Judge Michael Steele by These Criteria
The main subtext at the Southern Republican Leadership Conference in New Orleans is the question about whether Michael Steele needs to get his butt out of town. The SRLCers include at least half of the Republican National Committee. Here's what they're asking each other:
(1) Is Steele going to leave any seats on the table? This means: the RNC usually transfers a significant amount of money to the National Republican Senatorial Committee and the National Republican Congressional Committee in the fall. This money has one main purpose: it allows both committees to expand the number of seats in play. With control of the House at stake, a few million dollars from the RNC could make the difference in marginal raises. Right now, the RNC has about $11 million cash on hand. By the fall, Steele will need to have about $30 million or so to satisfy expectations and to run a competent ground game...
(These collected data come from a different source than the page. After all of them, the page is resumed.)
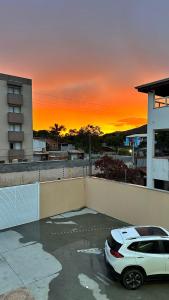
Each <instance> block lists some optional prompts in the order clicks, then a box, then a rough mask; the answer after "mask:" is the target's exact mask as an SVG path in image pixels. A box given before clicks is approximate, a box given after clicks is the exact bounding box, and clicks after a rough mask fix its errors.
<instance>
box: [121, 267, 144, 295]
mask: <svg viewBox="0 0 169 300" xmlns="http://www.w3.org/2000/svg"><path fill="white" fill-rule="evenodd" d="M121 281H122V284H123V286H124V287H125V288H126V289H128V290H136V289H138V288H139V287H140V286H142V285H143V283H144V276H143V273H142V272H141V271H140V270H138V269H128V270H126V271H124V273H123V274H122V280H121Z"/></svg>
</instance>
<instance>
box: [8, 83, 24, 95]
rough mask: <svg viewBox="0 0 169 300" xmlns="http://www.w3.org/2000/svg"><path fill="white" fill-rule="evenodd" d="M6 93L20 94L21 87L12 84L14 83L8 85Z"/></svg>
mask: <svg viewBox="0 0 169 300" xmlns="http://www.w3.org/2000/svg"><path fill="white" fill-rule="evenodd" d="M8 94H12V95H21V87H20V86H14V85H8Z"/></svg>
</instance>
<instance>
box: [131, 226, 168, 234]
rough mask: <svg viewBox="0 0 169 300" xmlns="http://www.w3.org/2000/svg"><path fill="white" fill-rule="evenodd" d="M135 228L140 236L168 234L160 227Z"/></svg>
mask: <svg viewBox="0 0 169 300" xmlns="http://www.w3.org/2000/svg"><path fill="white" fill-rule="evenodd" d="M135 229H136V231H137V232H138V233H139V235H140V236H148V235H158V236H166V235H167V233H166V232H165V231H164V230H163V229H161V228H159V227H136V228H135Z"/></svg>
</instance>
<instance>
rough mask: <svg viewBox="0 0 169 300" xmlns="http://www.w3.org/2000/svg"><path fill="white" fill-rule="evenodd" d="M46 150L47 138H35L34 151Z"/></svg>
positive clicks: (33, 148)
mask: <svg viewBox="0 0 169 300" xmlns="http://www.w3.org/2000/svg"><path fill="white" fill-rule="evenodd" d="M44 149H45V150H46V139H41V138H33V151H34V152H35V151H43V150H44Z"/></svg>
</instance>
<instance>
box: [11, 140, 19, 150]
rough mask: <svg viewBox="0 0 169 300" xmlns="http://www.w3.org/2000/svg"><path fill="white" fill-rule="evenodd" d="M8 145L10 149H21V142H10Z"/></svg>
mask: <svg viewBox="0 0 169 300" xmlns="http://www.w3.org/2000/svg"><path fill="white" fill-rule="evenodd" d="M9 147H10V149H11V150H21V149H22V143H19V142H18V143H10V144H9Z"/></svg>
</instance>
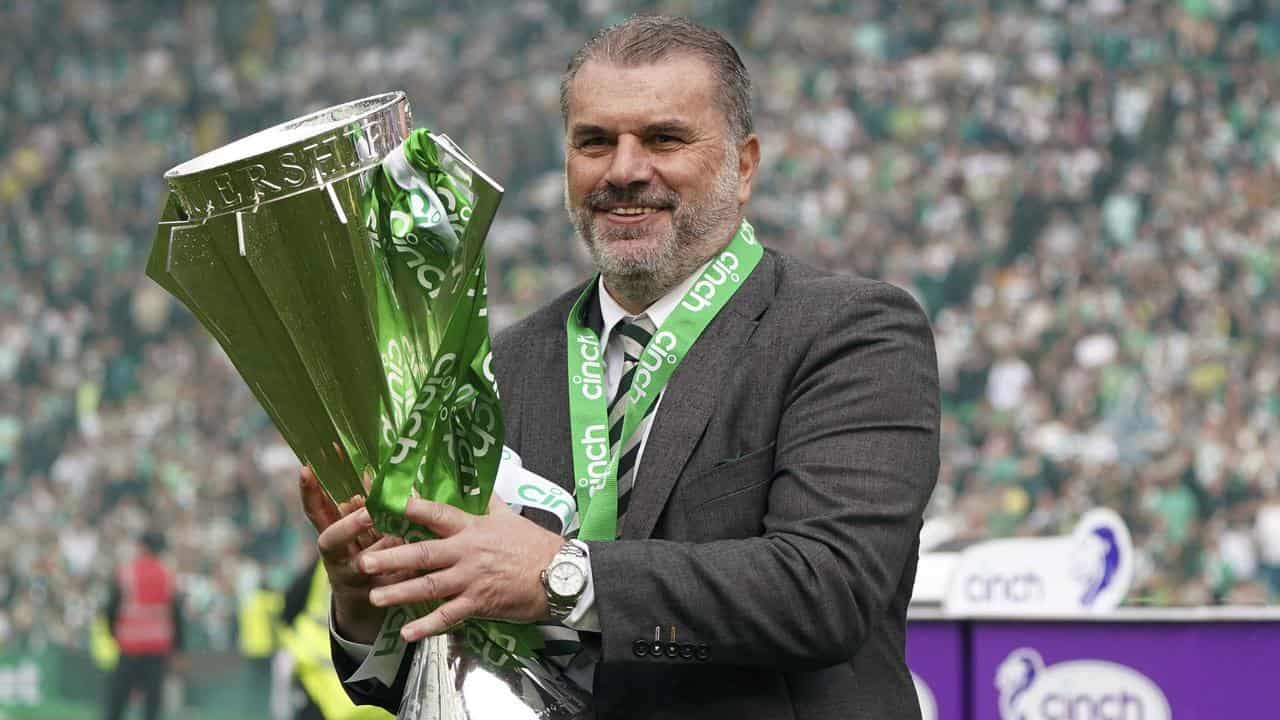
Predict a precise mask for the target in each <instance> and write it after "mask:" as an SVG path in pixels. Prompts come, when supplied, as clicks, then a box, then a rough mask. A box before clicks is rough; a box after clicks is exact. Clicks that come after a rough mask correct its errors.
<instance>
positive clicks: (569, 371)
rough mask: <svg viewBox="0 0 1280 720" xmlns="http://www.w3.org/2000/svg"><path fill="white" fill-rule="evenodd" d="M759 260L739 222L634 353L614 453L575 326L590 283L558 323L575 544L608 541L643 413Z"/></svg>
mask: <svg viewBox="0 0 1280 720" xmlns="http://www.w3.org/2000/svg"><path fill="white" fill-rule="evenodd" d="M763 255H764V249H763V247H760V243H759V242H756V241H755V229H754V228H753V227H751V224H750V223H748V222H746V220H745V219H744V220H742V224H741V225H739V228H737V232H736V233H735V234H733V240H732V241H730V243H728V246H727V247H726V249H724V250H723V251H721V254H719V255H717V256H716V258H714V259H713V260H712V261H710V264H709V265H707V268H705V269H703V272H701V274H700V275H699V277H698V279H696V281H695V282H694V284H692V286H691V287H690V288H689V291H687V292H686V293H685V296H684V297H682V299H681V301H680V305H677V306H676V309H675V310H673V311H672V314H671V315H669V316H668V318H667V320H666V322H664V323H663V324H662V327H660V328H658V329H657V332H654V333H653V338H652V340H650V341H649V345H646V346H645V348H644V351H643V352H641V354H640V361H639V364H637V365H636V369H635V375H634V378H632V380H631V391H630V398H628V406H627V413H626V415H625V418H623V420H622V439H621V441H620V442H618V443H617V448H618V451H616V452H612V451H611V448H609V411H608V400H607V397H605V387H604V357H603V355H602V351H600V337H599V336H598V334H596V333H595V331H593V329H591V328H588V327H586V325H585V323H584V322H582V318H584V315H585V313H584V309H585V307H586V302H588V301H589V299H590V297H591V295H593V293H591V291H593V288H594V287H595V286H596V283H590V284H588V287H586V290H584V291H582V295H581V296H580V297H579V299H577V302H575V304H573V309H572V310H570V314H568V320H566V323H564V333H566V337H567V340H568V388H570V389H568V413H570V433H571V434H572V438H573V478H575V482H573V484H575V488H576V495H577V510H579V518H580V521H581V529H580V532H579V538H581V539H591V541H612V539H614V538H617V524H618V461H620V460H621V448H622V447H625V446H626V443H627V438H630V437H631V436H632V434H634V433H635V432H636V428H637V427H639V425H640V420H641V419H644V416H645V414H646V411H648V410H649V407H650V406H652V405H653V404H654V402H657V401H658V396H659V395H662V391H663V388H666V387H667V380H669V379H671V375H672V373H675V372H676V368H677V366H680V363H681V360H684V357H685V354H686V352H689V348H690V347H692V345H694V342H696V341H698V338H699V336H701V333H703V331H705V329H707V325H709V324H710V322H712V319H714V318H716V315H717V314H719V311H721V309H722V307H724V305H726V304H727V302H728V300H730V299H731V297H733V293H736V292H737V290H739V288H740V287H742V283H745V282H746V278H748V275H750V274H751V270H754V269H755V265H756V264H758V263H759V261H760V258H762V256H763Z"/></svg>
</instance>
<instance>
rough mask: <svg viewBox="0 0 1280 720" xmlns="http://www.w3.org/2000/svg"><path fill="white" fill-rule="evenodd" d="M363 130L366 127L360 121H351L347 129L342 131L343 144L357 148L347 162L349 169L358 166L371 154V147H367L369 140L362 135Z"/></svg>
mask: <svg viewBox="0 0 1280 720" xmlns="http://www.w3.org/2000/svg"><path fill="white" fill-rule="evenodd" d="M362 131H364V127H361V126H360V124H358V123H351V124H349V126H347V129H344V131H342V137H343V143H342V146H343V147H351V149H352V150H355V152H353V154H352V156H351V161H349V163H347V168H348V169H355V168H358V167H360V165H361V164H362V163H364V161H365V160H366V159H369V158H370V155H371V152H370V149H369V147H367V145H369V142H367V140H366V138H365V136H364V135H362Z"/></svg>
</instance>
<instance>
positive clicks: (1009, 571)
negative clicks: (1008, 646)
mask: <svg viewBox="0 0 1280 720" xmlns="http://www.w3.org/2000/svg"><path fill="white" fill-rule="evenodd" d="M1132 580H1133V541H1132V539H1130V537H1129V530H1128V528H1125V524H1124V520H1121V519H1120V516H1119V515H1116V514H1115V512H1114V511H1111V510H1107V509H1094V510H1091V511H1088V512H1085V514H1084V516H1083V518H1082V519H1080V523H1079V524H1078V525H1076V527H1075V530H1073V532H1071V534H1069V536H1064V537H1055V538H1011V539H996V541H987V542H980V543H977V544H973V546H970V547H968V548H965V551H964V552H963V553H961V555H960V561H959V562H957V566H956V570H955V573H954V575H952V577H951V580H950V587H948V589H947V594H946V601H945V603H943V607H945V609H946V611H947V612H955V614H963V615H1078V614H1092V612H1100V611H1107V610H1112V609H1115V607H1117V606H1119V605H1120V602H1121V601H1123V600H1124V596H1125V593H1128V592H1129V584H1130V583H1132Z"/></svg>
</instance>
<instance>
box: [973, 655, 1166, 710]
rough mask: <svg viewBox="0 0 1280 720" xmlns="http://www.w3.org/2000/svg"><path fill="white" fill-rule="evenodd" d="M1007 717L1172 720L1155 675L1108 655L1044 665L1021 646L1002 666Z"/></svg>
mask: <svg viewBox="0 0 1280 720" xmlns="http://www.w3.org/2000/svg"><path fill="white" fill-rule="evenodd" d="M995 683H996V691H997V692H998V693H1000V717H1001V720H1171V717H1172V712H1171V711H1170V708H1169V698H1166V697H1165V693H1164V692H1161V689H1160V685H1157V684H1156V683H1153V682H1151V678H1148V676H1146V675H1143V674H1142V673H1138V671H1137V670H1134V669H1133V667H1128V666H1125V665H1120V664H1116V662H1108V661H1106V660H1070V661H1068V662H1059V664H1056V665H1050V666H1047V667H1046V666H1044V660H1042V659H1041V655H1039V653H1038V652H1036V651H1034V650H1030V648H1025V647H1023V648H1018V650H1015V651H1014V652H1010V653H1009V657H1006V659H1005V661H1004V662H1001V664H1000V667H998V669H996V679H995Z"/></svg>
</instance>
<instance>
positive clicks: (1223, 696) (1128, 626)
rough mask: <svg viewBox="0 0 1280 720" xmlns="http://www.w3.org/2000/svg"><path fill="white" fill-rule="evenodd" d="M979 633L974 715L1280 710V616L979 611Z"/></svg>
mask: <svg viewBox="0 0 1280 720" xmlns="http://www.w3.org/2000/svg"><path fill="white" fill-rule="evenodd" d="M957 625H959V623H957ZM922 629H923V628H922ZM911 632H913V633H915V632H916V626H915V625H913V626H911ZM970 633H972V634H970V646H969V647H970V657H969V662H970V669H972V679H973V680H972V682H973V687H972V689H970V693H972V694H970V698H972V701H973V703H974V705H973V708H974V714H973V719H972V720H979V719H980V720H995V719H1000V720H1170V717H1175V716H1176V717H1178V720H1197V719H1203V720H1219V719H1222V717H1242V719H1243V717H1277V716H1280V708H1277V706H1280V623H1275V621H1271V623H1263V621H1207V623H1206V621H1181V623H1180V621H1149V620H1147V621H1140V620H1129V621H1083V623H1082V621H1074V623H1073V621H1057V623H1052V621H1048V623H1046V621H973V623H972V624H970ZM908 644H909V646H910V644H911V643H910V642H909V643H908ZM909 657H911V659H913V660H916V661H923V660H924V659H923V656H918V657H913V656H909ZM940 706H941V702H940ZM940 717H943V715H940ZM948 717H950V716H948Z"/></svg>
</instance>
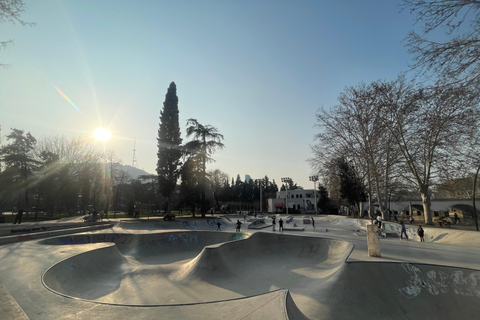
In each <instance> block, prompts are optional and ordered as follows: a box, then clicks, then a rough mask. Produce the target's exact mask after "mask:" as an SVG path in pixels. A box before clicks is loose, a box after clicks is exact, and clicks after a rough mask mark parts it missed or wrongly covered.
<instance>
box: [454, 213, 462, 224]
mask: <svg viewBox="0 0 480 320" xmlns="http://www.w3.org/2000/svg"><path fill="white" fill-rule="evenodd" d="M453 220H454V221H455V224H457V223H458V221H459V220H460V219H459V218H458V214H457V213H456V212H455V214H454V215H453Z"/></svg>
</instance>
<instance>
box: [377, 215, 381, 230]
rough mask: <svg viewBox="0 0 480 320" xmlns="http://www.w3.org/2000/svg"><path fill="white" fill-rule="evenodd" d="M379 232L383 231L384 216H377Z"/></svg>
mask: <svg viewBox="0 0 480 320" xmlns="http://www.w3.org/2000/svg"><path fill="white" fill-rule="evenodd" d="M377 223H378V230H380V229H382V215H381V214H378V215H377Z"/></svg>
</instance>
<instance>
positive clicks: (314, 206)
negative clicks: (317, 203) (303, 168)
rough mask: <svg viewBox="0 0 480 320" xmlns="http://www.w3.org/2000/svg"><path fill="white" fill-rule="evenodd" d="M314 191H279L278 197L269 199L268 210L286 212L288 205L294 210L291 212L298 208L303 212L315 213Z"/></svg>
mask: <svg viewBox="0 0 480 320" xmlns="http://www.w3.org/2000/svg"><path fill="white" fill-rule="evenodd" d="M314 192H315V190H314V189H294V190H287V191H278V192H277V195H276V198H270V199H268V212H272V213H275V212H276V213H278V212H285V211H286V210H285V208H286V206H287V205H288V210H292V211H291V212H293V210H298V211H300V212H301V213H310V212H312V213H313V212H314V211H315V194H314ZM317 196H318V194H317ZM317 201H318V199H317Z"/></svg>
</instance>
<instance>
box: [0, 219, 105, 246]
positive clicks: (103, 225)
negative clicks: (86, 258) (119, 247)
mask: <svg viewBox="0 0 480 320" xmlns="http://www.w3.org/2000/svg"><path fill="white" fill-rule="evenodd" d="M112 226H113V224H104V225H94V226H86V227H79V228H75V229H72V228H69V229H59V230H52V231H45V232H37V233H31V234H22V235H11V236H4V237H0V245H3V244H8V243H14V242H21V241H29V240H36V239H43V238H50V237H54V236H59V235H65V234H75V233H81V232H87V231H95V230H101V229H108V228H111V227H112Z"/></svg>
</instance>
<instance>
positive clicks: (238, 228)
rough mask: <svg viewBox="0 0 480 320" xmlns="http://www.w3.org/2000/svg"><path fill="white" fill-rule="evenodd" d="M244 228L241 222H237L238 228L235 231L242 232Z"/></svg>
mask: <svg viewBox="0 0 480 320" xmlns="http://www.w3.org/2000/svg"><path fill="white" fill-rule="evenodd" d="M241 226H242V223H241V222H240V220H237V227H236V228H235V231H237V232H240V227H241Z"/></svg>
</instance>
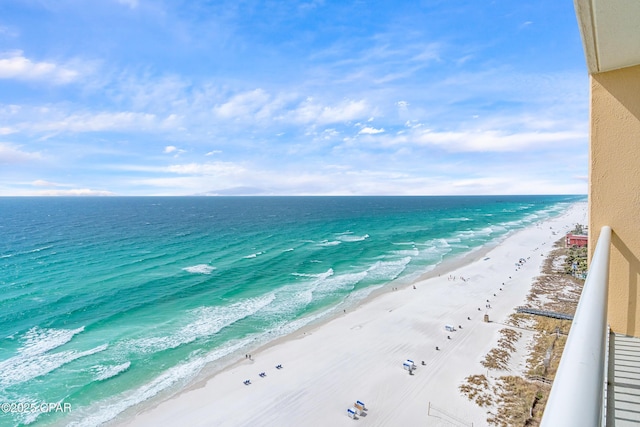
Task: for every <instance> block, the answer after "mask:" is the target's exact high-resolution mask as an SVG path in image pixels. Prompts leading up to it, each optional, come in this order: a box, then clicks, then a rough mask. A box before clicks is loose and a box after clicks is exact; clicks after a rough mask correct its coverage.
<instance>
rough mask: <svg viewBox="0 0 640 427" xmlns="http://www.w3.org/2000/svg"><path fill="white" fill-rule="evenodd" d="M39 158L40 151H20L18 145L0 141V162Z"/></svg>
mask: <svg viewBox="0 0 640 427" xmlns="http://www.w3.org/2000/svg"><path fill="white" fill-rule="evenodd" d="M41 158H42V156H41V155H40V153H37V152H32V153H30V152H27V151H22V150H21V148H20V146H16V145H13V144H9V143H6V142H0V164H11V163H25V162H30V161H34V160H40V159H41Z"/></svg>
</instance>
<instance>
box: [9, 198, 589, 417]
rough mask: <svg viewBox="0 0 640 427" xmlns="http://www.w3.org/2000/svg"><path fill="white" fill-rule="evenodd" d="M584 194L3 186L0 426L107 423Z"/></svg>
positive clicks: (559, 211)
mask: <svg viewBox="0 0 640 427" xmlns="http://www.w3.org/2000/svg"><path fill="white" fill-rule="evenodd" d="M584 199H585V197H584V196H478V197H462V196H461V197H256V198H253V197H246V198H226V197H225V198H223V197H221V198H218V197H212V198H206V197H193V198H188V197H184V198H158V197H155V198H0V219H1V222H0V405H2V406H1V408H2V409H3V412H0V426H13V425H22V424H30V425H50V424H55V425H83V426H84V425H86V426H94V425H100V424H101V423H105V422H108V421H110V420H113V419H114V418H115V417H117V416H118V415H121V414H122V413H123V412H124V411H126V410H127V409H128V408H131V407H133V406H134V405H137V404H140V403H142V402H145V401H148V400H149V399H159V398H162V397H166V396H169V395H171V393H175V392H176V391H177V390H179V389H180V388H181V387H184V386H185V385H187V384H189V383H190V382H193V381H194V380H197V379H198V378H201V377H202V376H204V375H207V374H210V373H212V372H215V371H216V370H217V369H220V368H221V367H222V366H224V365H225V364H227V363H229V361H230V360H237V359H238V358H239V357H240V358H243V357H244V354H246V353H248V352H250V351H251V350H252V349H255V348H256V347H257V346H259V345H260V344H264V343H267V342H269V341H272V340H274V339H275V338H277V337H280V336H282V335H286V334H288V333H291V332H293V331H295V330H297V329H299V328H301V327H303V326H305V325H307V324H309V323H312V322H316V321H318V320H321V319H323V318H326V317H329V316H331V315H332V314H335V313H337V312H341V311H342V309H343V308H346V307H348V306H350V305H352V304H355V303H356V302H357V301H359V300H362V299H363V298H365V297H366V296H367V295H369V294H370V293H371V292H372V291H373V290H375V289H377V288H380V287H382V286H385V285H389V284H390V283H395V284H396V285H397V284H399V283H408V282H409V281H410V280H412V279H414V278H416V277H417V276H418V275H420V274H421V273H424V272H426V271H428V270H430V269H433V268H434V267H435V266H436V265H437V264H439V263H441V262H442V261H443V260H446V259H449V258H452V257H456V256H460V255H462V254H465V253H467V252H469V251H471V250H473V249H475V248H478V247H481V246H483V245H486V244H487V243H490V242H495V241H496V240H497V239H500V238H503V237H504V236H505V235H507V234H508V233H509V232H511V231H513V230H517V229H520V228H523V227H525V226H527V225H529V224H532V223H535V222H538V221H540V220H543V219H545V218H548V217H551V216H555V215H558V214H560V213H562V212H563V211H564V210H565V209H566V208H567V206H569V205H570V204H571V203H574V202H576V201H582V200H584ZM427 309H428V308H427ZM42 402H46V403H59V404H61V405H64V404H68V405H70V409H71V410H70V411H69V410H67V411H66V412H61V411H60V408H61V407H57V408H53V407H51V410H50V411H49V409H48V408H47V411H48V412H47V411H43V409H42V406H41V403H42ZM7 403H9V404H13V405H12V406H10V407H9V406H7ZM25 403H26V404H27V405H28V407H29V409H28V410H27V411H28V412H24V411H25V409H24V406H22V407H18V406H17V405H18V404H20V405H22V404H25ZM34 407H35V408H38V409H36V411H35V412H31V408H34ZM62 407H63V408H64V406H62ZM68 408H69V406H67V409H68ZM55 409H58V411H55Z"/></svg>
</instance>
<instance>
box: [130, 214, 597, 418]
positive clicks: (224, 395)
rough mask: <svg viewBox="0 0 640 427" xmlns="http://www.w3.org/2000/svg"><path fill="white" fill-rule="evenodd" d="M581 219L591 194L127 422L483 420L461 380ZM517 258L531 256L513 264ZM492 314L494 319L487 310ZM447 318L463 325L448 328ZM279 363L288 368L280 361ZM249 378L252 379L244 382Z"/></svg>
mask: <svg viewBox="0 0 640 427" xmlns="http://www.w3.org/2000/svg"><path fill="white" fill-rule="evenodd" d="M576 223H583V224H584V223H586V203H579V204H575V205H573V206H572V207H571V208H570V209H569V210H568V211H567V212H566V213H565V214H563V215H562V216H560V217H557V218H555V219H552V220H548V221H546V222H544V223H539V224H537V225H535V226H531V227H529V228H527V229H524V230H521V231H519V232H517V233H515V234H513V235H511V236H510V237H508V238H507V239H505V240H504V241H503V242H501V243H500V244H499V245H498V246H496V247H494V248H492V249H491V250H489V251H488V252H487V251H484V252H483V253H481V254H475V256H474V257H473V258H474V259H470V260H467V261H465V262H464V263H458V265H457V266H455V268H454V269H453V270H450V269H449V270H448V271H443V270H442V269H440V275H439V276H438V274H435V275H434V276H435V277H431V278H426V279H423V280H420V281H418V282H417V283H415V289H414V286H413V285H410V286H407V287H403V288H400V289H398V290H392V289H389V290H388V291H386V292H384V293H382V294H380V295H378V296H376V297H375V298H372V299H370V300H369V301H366V302H365V303H363V304H361V305H359V306H358V307H355V308H353V309H352V310H350V311H348V312H347V313H345V314H344V315H341V316H339V317H337V318H334V319H332V320H330V321H328V322H326V323H324V324H322V325H319V326H317V327H315V328H312V329H307V330H305V331H303V332H299V333H296V334H294V335H293V336H290V337H287V339H284V340H281V341H280V342H278V343H277V344H276V345H272V346H269V347H266V348H264V349H261V350H258V351H256V352H255V353H253V354H252V360H248V359H245V358H244V357H243V358H242V360H240V361H239V363H237V364H235V365H234V366H232V367H230V368H228V369H226V370H224V371H223V372H221V373H218V374H217V375H215V376H214V377H212V378H210V379H209V380H208V381H207V382H206V385H204V386H203V387H200V388H195V389H190V390H186V391H184V392H182V393H180V394H179V395H177V396H176V397H174V398H171V399H169V400H167V401H164V402H162V403H160V404H159V405H157V406H156V407H154V408H150V409H149V408H146V409H138V410H139V411H140V412H139V413H138V414H136V415H134V416H133V417H132V418H128V419H126V420H124V421H122V420H121V423H122V424H125V425H132V426H151V425H189V426H205V425H206V426H300V425H309V426H343V425H344V426H347V425H348V426H353V425H367V426H451V425H454V426H455V425H458V426H463V425H468V426H470V425H471V423H473V426H476V427H477V426H483V425H486V421H485V420H486V418H487V417H486V414H485V410H483V409H481V408H479V407H477V406H476V405H475V404H473V403H471V402H469V401H468V400H467V399H466V397H464V396H463V395H462V394H461V393H460V392H459V390H458V387H459V385H460V384H461V383H462V381H463V379H464V378H465V377H467V376H468V375H470V374H475V373H480V372H484V371H485V370H486V369H485V368H483V367H482V366H481V365H480V361H481V360H482V358H483V357H484V355H485V354H486V353H487V352H488V351H489V350H490V349H491V348H492V347H493V346H494V344H495V342H496V340H497V338H498V331H499V330H500V329H501V328H502V327H503V325H502V324H501V322H503V321H505V320H506V318H507V316H508V315H509V314H510V313H512V312H513V310H514V307H516V306H518V305H521V304H522V303H523V302H524V300H525V297H526V295H527V292H528V290H529V288H530V286H531V283H532V279H533V278H534V277H535V276H536V275H538V273H539V271H540V267H541V264H542V261H543V260H544V258H545V256H546V255H547V254H548V252H549V251H550V250H551V249H552V246H553V243H554V242H555V241H556V240H558V239H559V238H560V237H561V236H562V235H564V233H565V232H567V231H568V230H569V229H571V228H572V227H573V225H575V224H576ZM520 258H524V259H526V260H527V262H526V263H524V265H523V266H522V267H521V268H518V269H517V268H516V266H515V263H516V262H517V261H518V260H519V259H520ZM452 276H455V277H456V280H452ZM461 277H463V278H464V279H465V280H461ZM503 283H504V285H503ZM500 288H502V290H500ZM494 295H495V296H494ZM487 300H488V301H489V302H487ZM487 304H490V306H491V307H490V308H487ZM485 314H488V315H489V318H490V320H491V322H490V323H485V322H484V321H483V317H484V315H485ZM468 318H470V320H469V319H468ZM446 324H451V325H454V326H455V327H456V329H457V330H456V331H455V332H449V331H447V330H445V325H446ZM459 326H461V328H459ZM447 336H450V338H451V339H448V338H447ZM436 346H438V347H439V350H436ZM406 359H412V360H413V361H414V362H415V363H416V365H417V369H416V370H415V371H414V374H413V375H409V373H408V371H406V370H404V369H403V366H402V364H403V362H404V361H405V360H406ZM422 361H424V362H425V365H424V366H423V365H422ZM279 364H281V365H282V369H276V368H275V367H276V365H279ZM261 372H264V373H265V374H266V376H264V377H260V376H259V373H261ZM247 379H250V380H251V384H250V385H245V384H243V381H245V380H247ZM356 400H360V401H362V402H364V403H365V404H366V407H367V411H365V414H364V415H362V416H360V417H359V419H358V420H353V419H351V418H349V417H348V416H347V408H349V407H351V406H352V405H353V403H355V401H356ZM430 406H431V410H430V411H429V407H430ZM428 411H429V414H428Z"/></svg>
(2) The ground game. A good ground game -- identifying, targeting and persuading voters -- can add between 3 and 7 percentage points to a margin of victory. The RNC usually coordinates the field operation in Congressional elections. This year, the committees are working more directly with the state parties; the state parties are relying more on off-the-shelf information for their own targeting; Steele has cut the RNC's political budget, and it's not clear whether the RNC will be able to mount the type of operation that has earned it the "vaunted" adjective in the past. Still, the party has a lot of faith in RNC political director Gentry Collins, and his presentations to donors and RNC members have been impressive.
(3) Redistricting. The RNC plays a critical and fairly unseen role in redistricting. They provide Republicans, in states, with the sophisticated data sets needed to most favorably draw district boundaries. Insiders worry that the RNC isn't ready to do this, and that Republicans will have to go elsewhere for advice. A second component here: the RNC doesn't seem to have a grand redistricting strategy; the Democrats do. A third component: the RNC doesn't seem to have a budget to handle the various legal challenges that redistricting ultimately draws.
So forget about lesbian bondage scandals for now -- pay attention to what matters, politically.